翼なきものたちの空
11月中旬、
春の高校バレー、東京都代表決定戦。
「黒尾さん、女子の試合もうすぐ終わります」
「ん」
芝山の言葉に頷き、腰に手を当てて背筋を伸ばす。文字通り、全国まで「あと一歩」の段階。
「いつも通り行こうや」
「アッス!!」
山本や犬岡の気合の入った返事が廊下に響く。キュッ、と靴の音鳴りがして、聞きなれた声が背後からかけられた。
「いつも通りハイレベルな守備とチームワーク、そして決定力に欠けるネコチャン」
振り向いた先に居たのは、同じく一次予選を突破した戸美学園のバレー部主将、大将優。音駒を挑発する発言に、案の定噛み付いた山本を諌める。コイツ、こんなんで試合大丈夫か。一歩後ろから見守っていた俺の頭を指差して大将がしたり顔で笑う。

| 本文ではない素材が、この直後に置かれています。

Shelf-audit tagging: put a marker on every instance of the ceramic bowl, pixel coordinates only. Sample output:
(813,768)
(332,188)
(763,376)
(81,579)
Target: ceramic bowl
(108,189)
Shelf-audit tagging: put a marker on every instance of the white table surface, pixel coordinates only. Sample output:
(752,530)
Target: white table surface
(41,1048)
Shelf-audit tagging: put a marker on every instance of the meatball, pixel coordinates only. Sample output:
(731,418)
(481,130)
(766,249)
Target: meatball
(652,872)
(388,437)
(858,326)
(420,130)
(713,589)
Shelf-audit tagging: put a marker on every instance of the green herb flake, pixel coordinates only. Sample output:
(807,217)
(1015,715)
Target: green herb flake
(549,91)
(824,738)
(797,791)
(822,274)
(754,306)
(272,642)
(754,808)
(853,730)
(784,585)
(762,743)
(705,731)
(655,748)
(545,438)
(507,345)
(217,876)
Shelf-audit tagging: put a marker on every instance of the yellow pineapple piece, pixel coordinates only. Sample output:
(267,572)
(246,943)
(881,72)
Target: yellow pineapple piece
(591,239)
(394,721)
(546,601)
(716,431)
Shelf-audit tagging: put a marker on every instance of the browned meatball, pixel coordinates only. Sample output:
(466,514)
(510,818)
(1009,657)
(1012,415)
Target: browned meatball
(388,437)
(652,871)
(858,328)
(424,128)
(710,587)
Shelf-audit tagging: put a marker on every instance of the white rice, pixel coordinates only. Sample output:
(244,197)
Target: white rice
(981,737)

「お前いっつもその頭だけど身長サバ読んでない? ほんとは180無いんじゃない」
「ハァァ〜!!? そんなセコイことしません〜」
言い返してやろうと「大将、ミカちゃんに振られる事件」の話題を出すと、そいつは飄々とした表情から一変、動揺を隠せない様子でうろたえ始めた。
「そういうお前はどうなんだよ!! 苗字さんに好きの一言も言えねえくせに!」
昔から俺の苗字への気持ちを知っている大将の言葉に言葉が詰まるが、すぐに言い返す。
「言いましたけど!?」
事故だけど。
俺の発言に大将はポカン、と口を大きく開いて動きを止めた。それから小声で「え、マジで? 言ったの?」信じられない、と言いたげに呟いた。
「返事は?」
「……」
「振られてんじゃねえか」
「振られてねえし! まだこれからだし!」
慌てて叫ぶように言った俺に、大将が不満げに再び口を開いて、すぐに閉じた。焦ったような表情とその視線の先に居るであろう人物を察して、俺も荒立っていた心を落ち着かせる。これは合宿の時のあれと同じだ。
「音駒のいつも通りは前と違うっスよ」
トイレから戻ってきたリエーフが大将の後ろから不敵に笑って言う。その後ろから顔を覗かせる苗字は言い合いしていた俺たちを、細めた目で見ていた。